Further to my original video walkthrough of the Opportunities Online system I was asked to create a new version showing the events booking functionality. I split it into three sections and recycled the ‘Logging In’ scene from the earlier content item to save some work and time. I have also continued to work on the style and presentation of these to make them even better, making the image on the welcome slide full screen for a smoother appearance and increased visual impact for example.
The Destination of Leavers from Higher Education survey has become a crucial part of university rankings and, with all surveys, there is a correlation between positive results and the numbers completing the survey. Analytics over the past few years at Sunderland have shown that we have a significant percentage of people who start the survey but don’t complete it. To help improve this our Careers and Employability Service asked me to create a video walk-through of the survey showing people what it looks like and how long it takes to complete. This was building on earlier work I’ve done for Careers using Storyline which has been very well received.
Keen-eyed observers will have noticed the new Qualifications page above, where you can see my certificates and details of the courses which I studied. I ummed and ahhed about adding this page as I’m always wary about putting too much information online, but part of the purpose of this blog is to serve as a portfolio so it is very relevant, especially as I will be citing my qualifications when renewing my CMALT and will almost certainly be hosing the submission here. And yes, the images are quite low-resolution as I don’t want any nefarious types downloading them and using them to fake their own certs.
I’ve delivered a couple of training sessions lately where I’ve been plugging Storyline to people and how we can use it to enhance their learning materials. To help with this I have created a very comprehensive presentation showing all of the major features including all of the quiz and survey question types, interactions and screen and video capture options.
In conversation with a colleague in Academic Development about how to target new starters and make them aware of all the fabulous tools and services we have to offer, we came up with the idea of having short, one-page ‘quick start’ guides for each of our core tools which would provide an introduction, explain what it was and how it could help, how to access and where to find more detailed information.
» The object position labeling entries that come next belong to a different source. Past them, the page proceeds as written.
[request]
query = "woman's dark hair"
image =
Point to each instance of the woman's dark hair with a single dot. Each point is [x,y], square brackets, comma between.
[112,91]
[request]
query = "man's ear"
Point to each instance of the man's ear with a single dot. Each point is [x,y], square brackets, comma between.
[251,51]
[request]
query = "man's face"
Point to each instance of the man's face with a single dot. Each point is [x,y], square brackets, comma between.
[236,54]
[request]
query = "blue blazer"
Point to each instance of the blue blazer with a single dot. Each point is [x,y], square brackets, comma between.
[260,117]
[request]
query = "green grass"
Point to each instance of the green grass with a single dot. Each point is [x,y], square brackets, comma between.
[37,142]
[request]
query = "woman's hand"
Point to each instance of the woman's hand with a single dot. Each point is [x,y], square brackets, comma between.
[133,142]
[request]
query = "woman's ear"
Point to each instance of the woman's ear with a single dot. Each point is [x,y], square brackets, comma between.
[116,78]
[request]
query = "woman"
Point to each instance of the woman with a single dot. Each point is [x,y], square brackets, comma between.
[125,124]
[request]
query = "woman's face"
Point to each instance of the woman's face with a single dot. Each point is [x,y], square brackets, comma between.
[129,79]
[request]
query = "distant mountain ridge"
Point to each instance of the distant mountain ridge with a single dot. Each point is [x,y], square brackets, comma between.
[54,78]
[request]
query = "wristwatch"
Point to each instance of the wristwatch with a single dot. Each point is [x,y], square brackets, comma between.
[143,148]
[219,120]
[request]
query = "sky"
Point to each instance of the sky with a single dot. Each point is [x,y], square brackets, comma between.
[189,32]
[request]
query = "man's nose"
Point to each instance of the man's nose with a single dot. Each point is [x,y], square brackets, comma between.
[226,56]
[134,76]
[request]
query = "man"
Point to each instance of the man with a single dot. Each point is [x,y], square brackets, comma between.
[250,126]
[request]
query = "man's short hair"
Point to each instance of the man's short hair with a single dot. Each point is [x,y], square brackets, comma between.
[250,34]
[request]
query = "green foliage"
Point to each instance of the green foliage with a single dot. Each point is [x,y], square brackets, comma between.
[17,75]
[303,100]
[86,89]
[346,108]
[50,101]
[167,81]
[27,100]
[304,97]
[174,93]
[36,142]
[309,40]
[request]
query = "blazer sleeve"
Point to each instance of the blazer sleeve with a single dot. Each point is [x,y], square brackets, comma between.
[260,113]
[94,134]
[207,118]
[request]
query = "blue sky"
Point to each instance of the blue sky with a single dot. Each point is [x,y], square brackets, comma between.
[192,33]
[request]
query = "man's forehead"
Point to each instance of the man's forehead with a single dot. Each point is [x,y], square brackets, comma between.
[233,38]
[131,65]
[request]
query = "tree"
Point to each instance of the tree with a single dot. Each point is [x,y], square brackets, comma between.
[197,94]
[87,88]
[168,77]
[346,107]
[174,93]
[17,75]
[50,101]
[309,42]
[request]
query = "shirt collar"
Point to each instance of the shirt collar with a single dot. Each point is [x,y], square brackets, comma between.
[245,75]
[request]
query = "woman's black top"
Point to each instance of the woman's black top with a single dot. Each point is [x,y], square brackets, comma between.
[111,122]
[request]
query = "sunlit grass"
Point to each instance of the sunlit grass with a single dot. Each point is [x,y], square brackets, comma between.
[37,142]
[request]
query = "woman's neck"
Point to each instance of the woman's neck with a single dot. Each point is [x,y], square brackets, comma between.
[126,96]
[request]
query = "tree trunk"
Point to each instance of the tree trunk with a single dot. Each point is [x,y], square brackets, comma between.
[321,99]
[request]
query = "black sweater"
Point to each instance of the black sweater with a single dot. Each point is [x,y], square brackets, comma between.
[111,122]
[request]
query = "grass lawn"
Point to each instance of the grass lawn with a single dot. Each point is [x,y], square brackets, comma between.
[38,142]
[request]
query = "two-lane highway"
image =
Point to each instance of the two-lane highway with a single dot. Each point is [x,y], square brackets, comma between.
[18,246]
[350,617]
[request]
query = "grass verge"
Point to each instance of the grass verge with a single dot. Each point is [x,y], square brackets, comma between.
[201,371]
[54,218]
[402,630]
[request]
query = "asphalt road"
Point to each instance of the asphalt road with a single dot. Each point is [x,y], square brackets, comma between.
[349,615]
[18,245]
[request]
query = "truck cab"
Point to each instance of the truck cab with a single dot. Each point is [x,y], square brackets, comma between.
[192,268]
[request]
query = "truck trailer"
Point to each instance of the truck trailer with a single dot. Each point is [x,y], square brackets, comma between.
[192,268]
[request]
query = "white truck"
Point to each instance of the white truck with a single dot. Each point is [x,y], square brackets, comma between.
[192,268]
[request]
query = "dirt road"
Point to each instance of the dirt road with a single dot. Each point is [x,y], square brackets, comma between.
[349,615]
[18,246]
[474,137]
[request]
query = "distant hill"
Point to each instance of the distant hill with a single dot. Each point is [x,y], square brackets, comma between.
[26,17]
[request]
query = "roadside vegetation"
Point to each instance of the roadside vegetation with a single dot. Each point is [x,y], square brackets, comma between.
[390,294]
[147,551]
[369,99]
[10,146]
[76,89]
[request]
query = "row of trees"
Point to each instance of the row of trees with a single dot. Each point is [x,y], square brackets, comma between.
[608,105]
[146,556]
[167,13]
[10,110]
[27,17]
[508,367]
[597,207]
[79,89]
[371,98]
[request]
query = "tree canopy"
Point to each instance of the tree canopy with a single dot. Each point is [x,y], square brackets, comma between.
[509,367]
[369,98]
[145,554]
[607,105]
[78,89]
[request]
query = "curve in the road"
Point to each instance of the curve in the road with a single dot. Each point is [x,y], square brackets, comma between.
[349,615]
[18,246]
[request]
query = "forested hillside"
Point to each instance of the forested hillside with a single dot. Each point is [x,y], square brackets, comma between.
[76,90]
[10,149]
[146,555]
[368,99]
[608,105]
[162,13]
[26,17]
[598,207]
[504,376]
I wrote the ones on Equella, Turnitin and ClassLive (Blackboard Collaborate) myself, and edited the others to a greater or lesser extent to make the style and content match across the range.
Further to the video walkthrough, I have now been able to integrate Careers’ PowerPoint presentation into this Storyline item to create a more seamless experience for students. It has been well received and the customer has been impressed by what Storyline can do, so there is almost certainly going to lead onto more work in the future which will enhance the online material which our Careers and Employment service provides.
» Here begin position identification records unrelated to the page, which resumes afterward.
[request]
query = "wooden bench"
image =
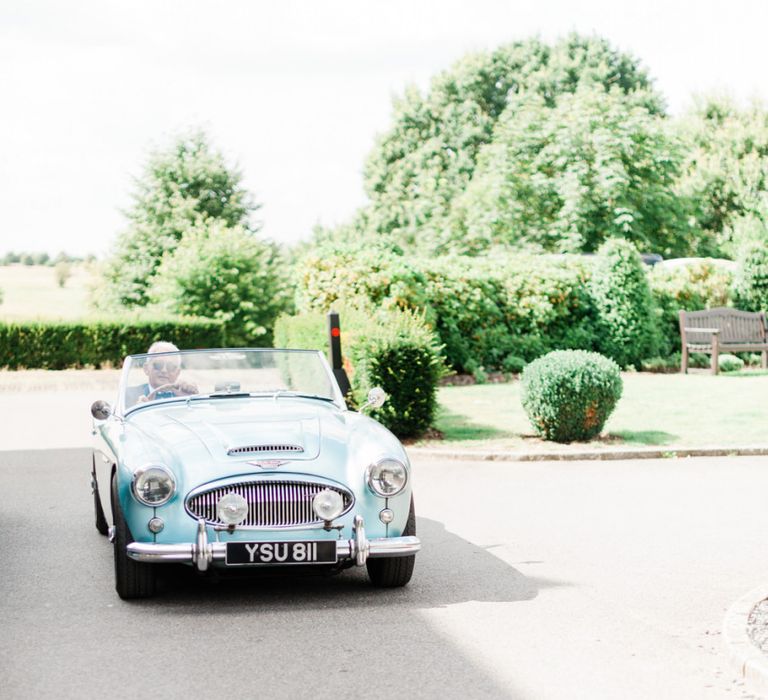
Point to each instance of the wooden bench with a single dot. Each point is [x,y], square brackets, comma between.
[722,330]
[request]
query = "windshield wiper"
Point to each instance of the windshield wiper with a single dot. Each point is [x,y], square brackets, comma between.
[295,394]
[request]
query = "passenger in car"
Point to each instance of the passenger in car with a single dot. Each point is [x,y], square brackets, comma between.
[162,375]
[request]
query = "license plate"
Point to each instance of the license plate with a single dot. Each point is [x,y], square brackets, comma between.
[280,553]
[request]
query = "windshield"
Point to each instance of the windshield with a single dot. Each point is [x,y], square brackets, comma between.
[219,374]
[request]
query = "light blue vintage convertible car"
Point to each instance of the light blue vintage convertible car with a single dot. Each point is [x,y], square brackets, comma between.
[247,458]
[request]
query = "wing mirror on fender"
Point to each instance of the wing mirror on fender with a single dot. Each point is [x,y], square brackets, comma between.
[376,398]
[101,410]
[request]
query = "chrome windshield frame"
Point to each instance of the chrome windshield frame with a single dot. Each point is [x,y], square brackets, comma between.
[121,410]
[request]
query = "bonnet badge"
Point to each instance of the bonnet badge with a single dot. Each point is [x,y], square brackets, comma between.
[269,463]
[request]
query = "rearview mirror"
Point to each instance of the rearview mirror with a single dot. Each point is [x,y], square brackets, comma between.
[376,398]
[101,410]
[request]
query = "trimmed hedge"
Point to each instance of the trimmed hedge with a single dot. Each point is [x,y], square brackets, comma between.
[488,313]
[569,394]
[750,284]
[504,310]
[392,349]
[65,344]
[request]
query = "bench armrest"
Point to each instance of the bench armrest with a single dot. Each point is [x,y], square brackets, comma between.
[713,331]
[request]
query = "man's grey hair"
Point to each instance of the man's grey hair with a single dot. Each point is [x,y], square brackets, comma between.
[162,346]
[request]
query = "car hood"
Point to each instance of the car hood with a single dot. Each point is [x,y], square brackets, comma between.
[205,440]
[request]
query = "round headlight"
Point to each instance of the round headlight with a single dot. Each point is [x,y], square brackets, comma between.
[232,509]
[153,485]
[328,504]
[387,477]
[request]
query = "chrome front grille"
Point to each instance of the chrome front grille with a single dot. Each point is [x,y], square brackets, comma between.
[271,503]
[251,449]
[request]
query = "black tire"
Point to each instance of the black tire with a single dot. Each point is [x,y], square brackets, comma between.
[101,521]
[394,572]
[132,579]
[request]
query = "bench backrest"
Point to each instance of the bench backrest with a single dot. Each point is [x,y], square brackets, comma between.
[735,326]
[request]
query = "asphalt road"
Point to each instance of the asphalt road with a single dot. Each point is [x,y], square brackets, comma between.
[537,580]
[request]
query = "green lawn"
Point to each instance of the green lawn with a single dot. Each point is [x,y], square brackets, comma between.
[693,410]
[31,292]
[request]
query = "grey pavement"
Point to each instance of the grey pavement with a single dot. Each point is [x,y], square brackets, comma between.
[537,580]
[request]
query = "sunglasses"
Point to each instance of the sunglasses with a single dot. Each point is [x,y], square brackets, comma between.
[169,365]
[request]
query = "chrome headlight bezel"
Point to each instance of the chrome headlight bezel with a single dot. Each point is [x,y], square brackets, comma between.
[373,476]
[144,472]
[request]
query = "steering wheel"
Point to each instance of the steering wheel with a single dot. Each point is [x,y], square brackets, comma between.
[152,395]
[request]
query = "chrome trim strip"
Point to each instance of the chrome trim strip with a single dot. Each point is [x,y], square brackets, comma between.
[248,449]
[151,553]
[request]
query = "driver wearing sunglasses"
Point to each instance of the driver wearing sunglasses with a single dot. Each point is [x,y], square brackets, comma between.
[162,377]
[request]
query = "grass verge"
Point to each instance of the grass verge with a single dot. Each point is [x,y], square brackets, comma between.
[694,410]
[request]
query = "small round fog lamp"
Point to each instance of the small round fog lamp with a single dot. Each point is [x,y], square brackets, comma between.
[156,525]
[232,509]
[328,504]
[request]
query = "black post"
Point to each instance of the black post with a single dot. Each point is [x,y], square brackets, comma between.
[334,352]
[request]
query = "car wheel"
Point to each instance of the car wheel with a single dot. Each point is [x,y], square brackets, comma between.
[132,578]
[393,572]
[101,521]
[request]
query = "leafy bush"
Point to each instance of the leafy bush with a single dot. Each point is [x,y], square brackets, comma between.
[703,284]
[730,363]
[569,394]
[227,274]
[391,349]
[750,284]
[621,293]
[58,345]
[185,185]
[482,309]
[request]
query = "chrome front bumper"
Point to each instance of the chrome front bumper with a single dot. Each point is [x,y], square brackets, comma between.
[202,552]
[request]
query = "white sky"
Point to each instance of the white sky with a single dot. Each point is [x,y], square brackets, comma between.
[291,91]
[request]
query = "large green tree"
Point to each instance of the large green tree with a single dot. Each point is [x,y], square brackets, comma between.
[224,273]
[725,173]
[429,155]
[597,165]
[186,185]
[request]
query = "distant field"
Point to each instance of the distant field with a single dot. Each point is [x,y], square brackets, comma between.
[31,291]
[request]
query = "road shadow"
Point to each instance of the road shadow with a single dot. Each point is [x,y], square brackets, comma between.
[65,629]
[449,570]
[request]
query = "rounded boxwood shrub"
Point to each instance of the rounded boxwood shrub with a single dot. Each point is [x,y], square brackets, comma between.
[569,394]
[730,363]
Another quick Storyline presentation, this time a video walkthrough of how to access and use a vacancy search tool provided by our Careers and Employment Service. This will be used in the next couple of weeks as part of their induction for new students and is, presently, just a link on their PowerPoint, though I have suggested to them that their PowerPoint could be imported into Storyline and integrated with this video to make it all seamless.
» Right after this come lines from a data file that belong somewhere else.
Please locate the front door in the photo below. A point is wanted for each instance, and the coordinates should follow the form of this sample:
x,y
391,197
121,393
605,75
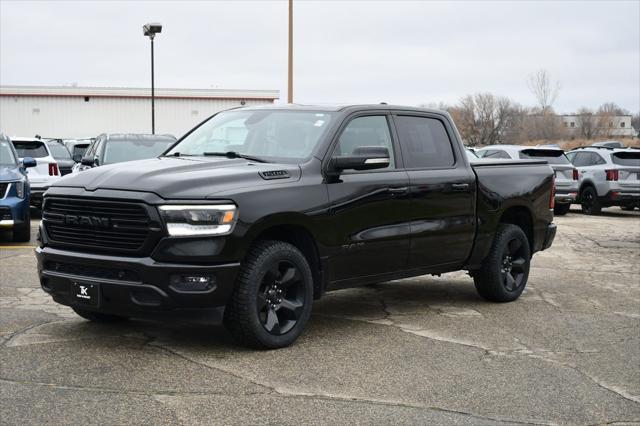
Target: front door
x,y
368,218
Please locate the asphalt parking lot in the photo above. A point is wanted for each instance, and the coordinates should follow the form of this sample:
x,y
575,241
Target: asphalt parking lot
x,y
425,350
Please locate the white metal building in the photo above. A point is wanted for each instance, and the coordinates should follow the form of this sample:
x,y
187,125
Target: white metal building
x,y
68,112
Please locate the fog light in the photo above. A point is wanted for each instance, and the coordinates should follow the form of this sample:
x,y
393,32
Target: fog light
x,y
192,282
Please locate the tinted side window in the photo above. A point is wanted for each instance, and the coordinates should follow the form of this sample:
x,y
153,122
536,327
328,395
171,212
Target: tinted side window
x,y
582,159
424,141
597,159
366,131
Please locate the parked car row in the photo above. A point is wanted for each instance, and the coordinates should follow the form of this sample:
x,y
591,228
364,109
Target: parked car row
x,y
51,158
14,191
595,176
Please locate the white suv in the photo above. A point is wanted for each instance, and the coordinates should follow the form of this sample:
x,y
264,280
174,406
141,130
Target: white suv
x,y
608,177
44,173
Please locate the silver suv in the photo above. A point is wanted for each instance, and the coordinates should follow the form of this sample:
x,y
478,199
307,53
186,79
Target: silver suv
x,y
566,175
608,177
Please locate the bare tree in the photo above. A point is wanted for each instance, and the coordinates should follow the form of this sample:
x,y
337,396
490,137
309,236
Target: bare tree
x,y
544,90
589,124
483,119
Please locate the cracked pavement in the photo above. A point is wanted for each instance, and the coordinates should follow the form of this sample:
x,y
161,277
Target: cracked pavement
x,y
424,350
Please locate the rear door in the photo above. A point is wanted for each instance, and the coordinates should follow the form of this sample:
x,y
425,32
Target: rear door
x,y
442,189
368,220
628,165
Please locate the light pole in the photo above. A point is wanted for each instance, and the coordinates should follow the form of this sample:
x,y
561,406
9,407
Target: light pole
x,y
290,56
150,30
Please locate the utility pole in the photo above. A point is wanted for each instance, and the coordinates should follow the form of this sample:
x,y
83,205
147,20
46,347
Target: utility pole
x,y
290,79
150,30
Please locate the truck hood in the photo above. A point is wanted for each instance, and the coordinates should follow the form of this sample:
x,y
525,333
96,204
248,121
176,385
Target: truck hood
x,y
182,177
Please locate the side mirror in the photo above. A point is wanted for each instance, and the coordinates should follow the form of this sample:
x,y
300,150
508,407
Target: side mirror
x,y
87,161
363,158
29,162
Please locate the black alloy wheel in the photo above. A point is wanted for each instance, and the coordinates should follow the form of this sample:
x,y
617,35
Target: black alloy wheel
x,y
281,297
273,296
513,263
504,272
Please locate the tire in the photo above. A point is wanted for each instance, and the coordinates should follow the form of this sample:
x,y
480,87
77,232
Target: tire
x,y
22,234
589,201
97,316
509,257
272,299
561,209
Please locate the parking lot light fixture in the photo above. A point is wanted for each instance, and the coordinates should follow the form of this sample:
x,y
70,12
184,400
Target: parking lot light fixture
x,y
150,30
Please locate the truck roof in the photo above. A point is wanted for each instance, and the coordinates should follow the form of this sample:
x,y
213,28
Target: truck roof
x,y
342,107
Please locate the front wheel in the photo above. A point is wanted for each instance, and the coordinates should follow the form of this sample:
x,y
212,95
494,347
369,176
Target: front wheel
x,y
504,273
272,299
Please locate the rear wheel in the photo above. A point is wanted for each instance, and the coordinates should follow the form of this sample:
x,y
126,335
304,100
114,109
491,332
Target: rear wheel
x,y
589,201
561,209
272,300
97,316
504,273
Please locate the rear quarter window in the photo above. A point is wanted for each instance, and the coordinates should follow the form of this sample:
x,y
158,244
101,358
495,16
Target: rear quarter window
x,y
425,142
553,156
33,149
626,158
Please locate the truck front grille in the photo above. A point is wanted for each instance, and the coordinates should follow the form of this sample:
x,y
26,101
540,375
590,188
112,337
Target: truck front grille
x,y
96,224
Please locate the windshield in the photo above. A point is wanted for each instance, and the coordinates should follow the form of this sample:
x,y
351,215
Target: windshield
x,y
553,156
275,135
6,155
118,151
59,152
80,149
33,149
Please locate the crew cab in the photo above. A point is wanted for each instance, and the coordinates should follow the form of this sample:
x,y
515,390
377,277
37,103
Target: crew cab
x,y
260,210
566,175
44,173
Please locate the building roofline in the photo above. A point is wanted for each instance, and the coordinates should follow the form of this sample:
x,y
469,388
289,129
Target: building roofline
x,y
136,92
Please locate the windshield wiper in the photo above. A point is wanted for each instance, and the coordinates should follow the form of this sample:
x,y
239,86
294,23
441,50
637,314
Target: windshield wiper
x,y
234,154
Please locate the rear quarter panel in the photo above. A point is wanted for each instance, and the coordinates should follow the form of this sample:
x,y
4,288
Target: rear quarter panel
x,y
502,186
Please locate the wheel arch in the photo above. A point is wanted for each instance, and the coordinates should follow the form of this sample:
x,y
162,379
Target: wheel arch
x,y
521,217
296,230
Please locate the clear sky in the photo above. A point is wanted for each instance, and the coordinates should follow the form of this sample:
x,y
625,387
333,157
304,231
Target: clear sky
x,y
404,52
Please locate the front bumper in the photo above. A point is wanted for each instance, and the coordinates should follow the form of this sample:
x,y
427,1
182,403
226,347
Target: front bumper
x,y
135,287
550,235
565,197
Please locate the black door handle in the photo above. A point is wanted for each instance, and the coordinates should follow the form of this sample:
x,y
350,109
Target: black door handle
x,y
398,190
460,186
One pithy definition of madness is that it is the act of repeating the same action over and over and expecting different results. So it was that back in April I was asked to create a Twitter account for the team which, having done so, was promptly ignored and left to languish. To this day all six glorious tweets from that account were made by your humble author. Today, or rather spread over the past couple of days as a ‘bitty’ job, I have resurrected the old ‘LDS’* Twitter account and renamed, revamped and brought it back into use.
So, am I mad? My intention behind this is to have a more informal avenue of communication between the team and our customers, but to be a success it will require active engagement and relevant content. UoS_WaLTS has one thing going for it that NorthumbriaTEL didn’t: me, enthusiastic and not going anywhere anytime soon this time.
Another little job I’ve been doing for similar reasons of engagement is improving the announcements page on SunSpace, which was just dull black on white text, trying to make it look nice and keeping the content current so that it isn’t reduced to just annoying wallpaper which people scroll over to get to their courses, to which end I have also embedded a widget for our Twitter feed into the announcements for all users section.
* Learning Development Services, the old name for my team before merging with Web Services.
This is the third, and hopefully final version of the Sunderland branded Storyline template I have been working on. All colours and styles used are now in-line with the official branding guidelines from our Marketing department, and indeed this template has been approved by them. The only thing I am really unhappy with is the logo. You are restricted to a bitmap image with a maximum width of 200 pixels, anything larger is scaled down. I’d love to be able to pop a nice clear SVG in there instead.
The presentation I put together for student submission was well received and it has led to others. This one is for markers where there is only a single marker. The tool that the team is developing has the ability to accommodate multiple independent markers. The player is looking a little better now and I added the video in a different way with better results, more like an actual video than a series of screenshots.
Making these has been a little difficult as Storyline kept crashing on me when I was using the precision timing editor. Upon investigation I found that this was because I was running Storyline on a Windows 7 virtual machine in Parallels and had all my files on the desktop of my computer. Parallels has a nice little feature whereby it links the desktop on the host Mac with that on the Windows client, but it does so by making the drives on the Mac a pseudo-network drive in Windows. I discovered on Articulate’s forums that working on, and saving files to a network drive can cause various performance problems, and when I moved my files to the actual C drive it solved all of my problems.